Many of Ahumada’s achievements stem from her emphasis on cultural integration. “[At Kino], we [developed] multicultural teams. A lot of the clients that we worked with were Spanish-speaking or Native American or African-American or Asian, and we felt very strongly that we needed to hire staff that also represented the diversity of the community,” she says. “My goal in life has always been, ‘Let’s have a diversified workforce that can be there to serve our clients.’”

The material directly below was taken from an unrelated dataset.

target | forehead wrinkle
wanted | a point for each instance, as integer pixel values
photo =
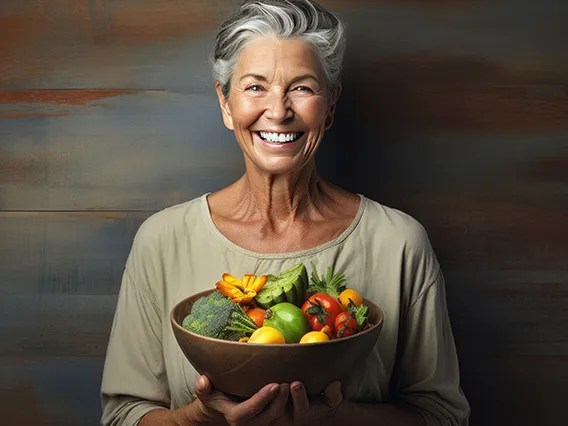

Ahumada later worked with the Arizona Center for Clinical Management as well as the Southern Arizona Mental Health Corporation. Serving the community in such ways led her to begin her work as educator for ASU in 1998, where she further stressed the importance of diversity. “[The faculty] has also seen a need for more bilingual, bicultural students into social work,” she says. This fall, the Latino Cultural Competency Certificate Program, a curriculum Ahumada led with other faculty in development, was adopted. Its intent is to create bilingual, culturally competent social workers who are prepared in dealing with the Spanish-speaking public.

Ahumada says she loves operating on the front lines of social work, but she is also passionate about inspiring students. “I want to make a difference. Now the way I’m making a difference is through others,” she says.

Although she confesses that social work is not a glamorous job, Ahumada’s contributions have not gone unnoticed. Among her many recognitions, Ahumada received the Lifetime Achievement Award in 2005 from the state chapter of the National Association of Social Workers, a YWCA “Women on the Move” award in under the health category in 1985 and the student-nominated ASU Ubiquity Award for Academic Contribution in Teaching.

“It’s a good time in my life,” Ahumada says. “Passing on the excitement about being a social worker, the ethics of being a social worker, the dedication to advancing social justice, to advocate for those who live on the margin; that still excited me after all these years.”